While RARE (because their age cohorts were dramatically thinned by childhood diseases and accidents, theagain by physical traumas involved in trying to kill horned herd herbivores or child bearing), paleolithic oldsters have about the same remaining lifespan as any pre-antibiotic Western poverty population. Physical conditions not too dissimilar to what you would see in generational poverty populations of Appalachia or urban ghettoes in America today. Certainly not really any different than 18th or the first half of the 19th Century America.
Keep in mind that one of the significant improvements in quality of life that increases the vigor of modern Western populations is increased dental care to preserve teeth, and adequate prosthesis to supplement lost or broken teeth. Ancient Romans, middle ages Moslems, and Rennaisance and Age of Reason Europeans all had the capacity to do root scaling, fill cavities, do root canals, etc, knew that regular preventative treatments like root scaling were beneficial, etc — their “theories” of what was going on sucked, but the physical skills and practical applications were pretty well understood. Unfortunately, it hurt a LOT, so the demand for those skills was limited to wealthy vanity practice.
Modern dentistry has the advantages of imagery, antibiotics, amalgrams and synthetics, anesthesia, electrically powered tools and handy lights.
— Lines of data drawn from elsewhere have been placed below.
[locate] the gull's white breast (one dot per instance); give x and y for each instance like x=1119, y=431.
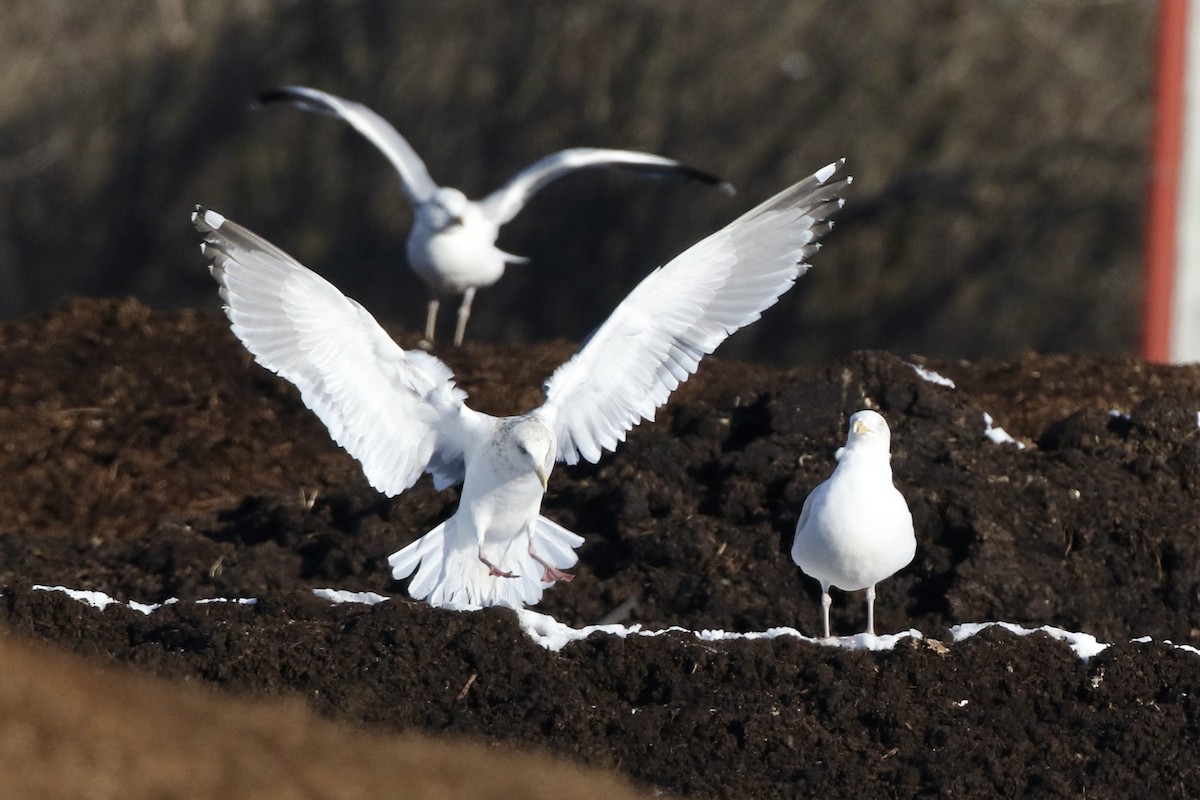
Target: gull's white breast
x=456, y=258
x=856, y=528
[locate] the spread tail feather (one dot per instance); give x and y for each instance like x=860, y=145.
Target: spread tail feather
x=449, y=573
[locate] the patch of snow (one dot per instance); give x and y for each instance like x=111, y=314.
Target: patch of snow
x=94, y=599
x=999, y=434
x=552, y=635
x=931, y=377
x=1084, y=644
x=341, y=596
x=102, y=601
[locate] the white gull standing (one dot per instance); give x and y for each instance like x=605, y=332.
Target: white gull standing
x=453, y=242
x=400, y=413
x=855, y=528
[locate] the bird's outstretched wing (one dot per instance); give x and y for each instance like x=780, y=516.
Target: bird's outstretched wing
x=682, y=312
x=507, y=202
x=399, y=413
x=413, y=174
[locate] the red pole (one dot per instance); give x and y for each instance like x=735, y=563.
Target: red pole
x=1167, y=149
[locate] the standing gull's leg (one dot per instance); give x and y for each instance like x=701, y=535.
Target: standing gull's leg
x=826, y=601
x=431, y=319
x=463, y=316
x=870, y=609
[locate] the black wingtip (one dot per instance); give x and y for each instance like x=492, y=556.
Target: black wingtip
x=301, y=96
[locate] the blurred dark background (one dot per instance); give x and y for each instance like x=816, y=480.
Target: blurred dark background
x=999, y=148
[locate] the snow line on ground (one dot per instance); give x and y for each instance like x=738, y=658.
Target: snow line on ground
x=552, y=635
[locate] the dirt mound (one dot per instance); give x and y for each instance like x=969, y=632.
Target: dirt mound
x=145, y=456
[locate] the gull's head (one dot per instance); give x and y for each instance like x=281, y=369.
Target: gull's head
x=868, y=432
x=528, y=444
x=448, y=208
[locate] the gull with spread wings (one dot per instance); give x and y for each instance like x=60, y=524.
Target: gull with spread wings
x=400, y=414
x=453, y=242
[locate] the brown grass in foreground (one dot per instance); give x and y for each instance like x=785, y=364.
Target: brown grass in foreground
x=71, y=729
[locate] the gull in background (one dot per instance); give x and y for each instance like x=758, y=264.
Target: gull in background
x=855, y=528
x=399, y=413
x=453, y=242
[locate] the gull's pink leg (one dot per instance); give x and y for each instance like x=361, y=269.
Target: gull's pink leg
x=826, y=601
x=495, y=570
x=460, y=330
x=431, y=319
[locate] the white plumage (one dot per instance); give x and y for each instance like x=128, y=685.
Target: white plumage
x=855, y=528
x=453, y=242
x=400, y=413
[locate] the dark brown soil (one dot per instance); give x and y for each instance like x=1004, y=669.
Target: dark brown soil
x=148, y=457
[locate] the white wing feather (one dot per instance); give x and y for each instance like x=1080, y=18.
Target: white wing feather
x=413, y=173
x=682, y=312
x=507, y=202
x=397, y=413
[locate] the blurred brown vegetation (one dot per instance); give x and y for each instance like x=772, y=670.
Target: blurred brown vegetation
x=75, y=731
x=999, y=148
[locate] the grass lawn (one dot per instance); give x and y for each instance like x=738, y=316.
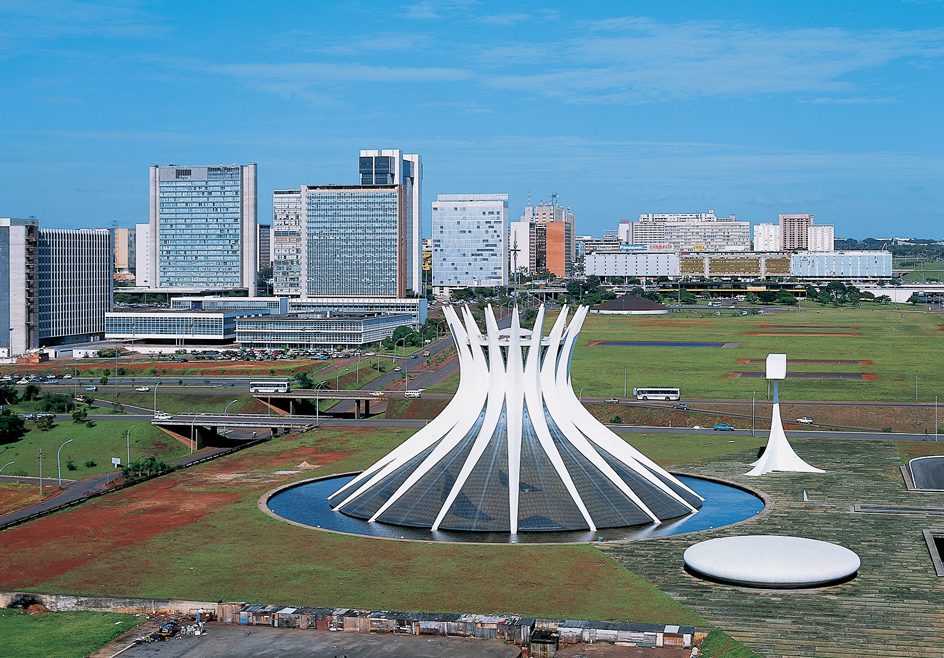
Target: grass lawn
x=198, y=533
x=60, y=634
x=896, y=342
x=98, y=444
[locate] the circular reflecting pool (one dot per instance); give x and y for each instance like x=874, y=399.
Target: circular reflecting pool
x=307, y=504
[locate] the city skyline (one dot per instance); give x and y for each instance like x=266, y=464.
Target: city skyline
x=829, y=111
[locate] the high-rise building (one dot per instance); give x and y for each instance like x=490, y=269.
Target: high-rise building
x=75, y=284
x=203, y=227
x=794, y=231
x=19, y=285
x=55, y=284
x=469, y=242
x=821, y=238
x=393, y=167
x=288, y=242
x=264, y=245
x=341, y=241
x=767, y=237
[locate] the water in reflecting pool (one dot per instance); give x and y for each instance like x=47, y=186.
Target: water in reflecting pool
x=308, y=504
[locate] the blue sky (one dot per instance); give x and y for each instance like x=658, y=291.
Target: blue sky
x=620, y=108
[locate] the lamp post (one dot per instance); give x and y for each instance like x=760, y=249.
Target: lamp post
x=155, y=396
x=128, y=442
x=225, y=409
x=58, y=466
x=192, y=422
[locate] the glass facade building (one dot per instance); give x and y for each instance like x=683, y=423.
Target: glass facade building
x=203, y=226
x=470, y=243
x=355, y=241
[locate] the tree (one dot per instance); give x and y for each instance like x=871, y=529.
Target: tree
x=8, y=394
x=32, y=392
x=12, y=427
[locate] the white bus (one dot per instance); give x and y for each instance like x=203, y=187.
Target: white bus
x=268, y=387
x=656, y=393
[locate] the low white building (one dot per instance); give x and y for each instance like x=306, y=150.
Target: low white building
x=842, y=264
x=609, y=264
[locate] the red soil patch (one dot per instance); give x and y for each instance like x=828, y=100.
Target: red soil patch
x=800, y=333
x=35, y=553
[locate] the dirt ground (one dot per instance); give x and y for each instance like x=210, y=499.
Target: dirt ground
x=231, y=641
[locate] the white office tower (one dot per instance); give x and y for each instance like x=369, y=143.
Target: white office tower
x=779, y=454
x=820, y=238
x=393, y=167
x=767, y=237
x=203, y=227
x=469, y=243
x=515, y=451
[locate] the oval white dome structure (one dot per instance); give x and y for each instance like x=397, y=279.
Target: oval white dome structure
x=515, y=450
x=772, y=561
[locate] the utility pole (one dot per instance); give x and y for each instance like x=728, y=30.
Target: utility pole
x=40, y=457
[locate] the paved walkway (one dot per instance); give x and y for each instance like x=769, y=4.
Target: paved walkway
x=894, y=607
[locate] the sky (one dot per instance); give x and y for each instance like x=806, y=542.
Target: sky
x=619, y=108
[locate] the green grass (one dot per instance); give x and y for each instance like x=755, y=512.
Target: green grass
x=897, y=342
x=718, y=644
x=216, y=556
x=60, y=634
x=99, y=444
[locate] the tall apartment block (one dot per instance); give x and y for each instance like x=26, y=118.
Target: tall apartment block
x=470, y=248
x=690, y=232
x=342, y=241
x=794, y=231
x=202, y=231
x=55, y=284
x=544, y=238
x=821, y=238
x=767, y=237
x=393, y=167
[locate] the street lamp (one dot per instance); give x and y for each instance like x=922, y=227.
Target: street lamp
x=57, y=461
x=128, y=442
x=155, y=396
x=225, y=409
x=192, y=422
x=337, y=379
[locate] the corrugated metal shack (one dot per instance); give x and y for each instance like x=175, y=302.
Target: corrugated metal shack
x=576, y=631
x=511, y=629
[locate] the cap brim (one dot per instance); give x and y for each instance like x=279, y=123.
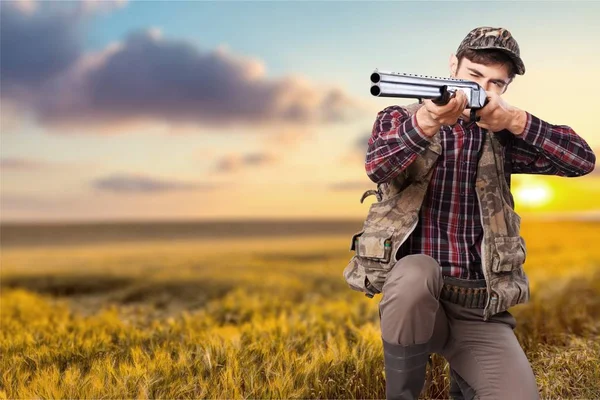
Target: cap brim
x=517, y=60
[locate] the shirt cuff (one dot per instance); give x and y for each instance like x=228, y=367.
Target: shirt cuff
x=414, y=138
x=535, y=131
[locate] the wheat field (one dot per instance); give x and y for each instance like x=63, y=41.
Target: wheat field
x=262, y=317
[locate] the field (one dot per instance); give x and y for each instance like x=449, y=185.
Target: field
x=255, y=317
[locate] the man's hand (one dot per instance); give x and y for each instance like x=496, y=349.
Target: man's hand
x=497, y=115
x=431, y=117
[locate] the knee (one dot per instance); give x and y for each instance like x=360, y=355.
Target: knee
x=416, y=268
x=418, y=272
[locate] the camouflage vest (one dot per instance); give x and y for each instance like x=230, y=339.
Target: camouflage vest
x=395, y=215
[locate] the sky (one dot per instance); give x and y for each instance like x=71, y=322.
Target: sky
x=181, y=110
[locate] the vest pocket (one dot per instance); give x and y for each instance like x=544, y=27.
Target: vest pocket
x=373, y=243
x=373, y=246
x=510, y=253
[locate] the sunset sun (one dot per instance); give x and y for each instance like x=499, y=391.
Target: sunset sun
x=533, y=195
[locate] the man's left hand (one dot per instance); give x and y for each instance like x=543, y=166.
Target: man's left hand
x=497, y=115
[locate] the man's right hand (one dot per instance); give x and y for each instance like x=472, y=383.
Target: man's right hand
x=431, y=117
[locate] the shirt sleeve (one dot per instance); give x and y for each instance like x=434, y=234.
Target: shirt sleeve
x=547, y=149
x=395, y=142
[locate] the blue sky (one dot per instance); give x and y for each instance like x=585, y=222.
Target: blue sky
x=93, y=132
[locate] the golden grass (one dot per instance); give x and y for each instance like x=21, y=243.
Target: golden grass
x=257, y=318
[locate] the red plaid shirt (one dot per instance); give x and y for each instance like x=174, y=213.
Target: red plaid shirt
x=449, y=228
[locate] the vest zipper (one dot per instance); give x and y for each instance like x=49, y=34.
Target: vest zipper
x=406, y=236
x=483, y=258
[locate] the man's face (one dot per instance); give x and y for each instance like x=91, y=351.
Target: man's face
x=492, y=78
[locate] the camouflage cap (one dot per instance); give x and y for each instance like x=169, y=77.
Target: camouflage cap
x=487, y=37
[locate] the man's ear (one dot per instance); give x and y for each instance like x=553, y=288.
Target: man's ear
x=453, y=65
x=506, y=87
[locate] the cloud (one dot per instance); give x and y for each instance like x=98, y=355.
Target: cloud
x=234, y=162
x=30, y=202
x=132, y=183
x=146, y=78
x=21, y=163
x=356, y=154
x=352, y=186
x=35, y=46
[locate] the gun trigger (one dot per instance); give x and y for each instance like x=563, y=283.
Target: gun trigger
x=369, y=193
x=474, y=116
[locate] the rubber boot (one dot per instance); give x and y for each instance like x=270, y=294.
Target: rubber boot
x=405, y=368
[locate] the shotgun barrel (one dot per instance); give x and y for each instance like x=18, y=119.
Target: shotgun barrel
x=439, y=90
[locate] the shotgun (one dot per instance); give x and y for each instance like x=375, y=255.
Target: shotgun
x=439, y=90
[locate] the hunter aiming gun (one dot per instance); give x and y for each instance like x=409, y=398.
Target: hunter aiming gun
x=439, y=90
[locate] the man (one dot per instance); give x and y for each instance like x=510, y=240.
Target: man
x=418, y=313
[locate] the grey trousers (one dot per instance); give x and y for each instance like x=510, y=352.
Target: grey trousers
x=486, y=355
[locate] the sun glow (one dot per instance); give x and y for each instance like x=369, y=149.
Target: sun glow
x=534, y=195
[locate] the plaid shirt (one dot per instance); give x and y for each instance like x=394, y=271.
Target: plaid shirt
x=449, y=228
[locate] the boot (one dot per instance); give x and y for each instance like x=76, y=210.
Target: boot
x=405, y=368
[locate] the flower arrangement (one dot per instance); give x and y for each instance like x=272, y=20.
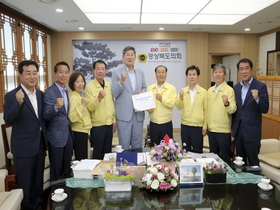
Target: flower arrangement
x=167, y=150
x=123, y=172
x=212, y=168
x=159, y=178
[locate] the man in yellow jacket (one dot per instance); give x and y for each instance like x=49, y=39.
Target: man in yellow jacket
x=161, y=116
x=101, y=107
x=192, y=100
x=221, y=105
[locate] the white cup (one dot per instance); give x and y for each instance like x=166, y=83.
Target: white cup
x=58, y=192
x=265, y=183
x=238, y=159
x=118, y=148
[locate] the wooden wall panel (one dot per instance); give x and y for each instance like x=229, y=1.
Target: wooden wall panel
x=199, y=46
x=251, y=48
x=270, y=128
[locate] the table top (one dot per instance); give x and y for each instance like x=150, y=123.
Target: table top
x=227, y=196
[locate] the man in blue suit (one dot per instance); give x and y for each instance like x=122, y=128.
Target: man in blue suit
x=59, y=132
x=23, y=110
x=127, y=81
x=252, y=100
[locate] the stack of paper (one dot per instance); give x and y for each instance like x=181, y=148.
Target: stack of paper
x=83, y=170
x=136, y=158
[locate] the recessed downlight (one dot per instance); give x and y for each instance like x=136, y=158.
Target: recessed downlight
x=71, y=21
x=59, y=10
x=264, y=22
x=48, y=1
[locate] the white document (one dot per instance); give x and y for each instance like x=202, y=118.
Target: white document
x=143, y=101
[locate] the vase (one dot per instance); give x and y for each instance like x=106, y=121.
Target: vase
x=117, y=185
x=215, y=178
x=171, y=165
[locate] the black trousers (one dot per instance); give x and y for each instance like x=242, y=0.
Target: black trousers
x=29, y=171
x=80, y=145
x=247, y=149
x=192, y=137
x=158, y=131
x=60, y=158
x=220, y=143
x=101, y=138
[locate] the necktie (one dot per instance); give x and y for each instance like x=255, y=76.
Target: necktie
x=65, y=97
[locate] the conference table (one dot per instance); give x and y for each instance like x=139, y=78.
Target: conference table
x=206, y=197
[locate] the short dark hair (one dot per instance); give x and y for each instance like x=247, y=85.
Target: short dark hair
x=74, y=76
x=27, y=63
x=99, y=61
x=245, y=60
x=161, y=66
x=61, y=63
x=129, y=48
x=193, y=67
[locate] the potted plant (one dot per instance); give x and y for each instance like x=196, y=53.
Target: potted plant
x=215, y=172
x=167, y=152
x=159, y=178
x=119, y=177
However, a Special Forces medic forced to do emergency dentistry in the field uses pretty much the same physical techniques as his toga’ed or whitened wig wearing predecessors, with pain pills and penicillin to assist.
In short, we DID NOT magically select for a doubled lifespan with the invention of antibiotics and antiseptic surgery. We just keep enough casualties alive long enough to radically alter the statistics.
December 26th, 2010 at 1:00 am
As far as cavemen versus Olympic atheletes, it depends.
A caveman is going to be a generalist, with high mid-range endurance. Think, “1970’s Chevy S-10 pickup”. He’ll be pretty good at almost any physical challenge he is reasonably familiar with.
The Olympian will be a highly maximized specialist. Think “Formula 1 car”, “Aussie SAS LWB Land Rover”, etc. Try to play his game, and he’ll smoke you like Woody Harrelson at a 4/20 rally. In any other field, the athlete may or may not be able to hold his own, depending on how much he can leverage his specialization.
Two events Og the Caveman rules at are the ever popular, “Eat until painful distension, fast for a week, and then catch Mr. Bunny with a rock,” and the classic literal gut check, “I can swallow it, but can I keep it down?”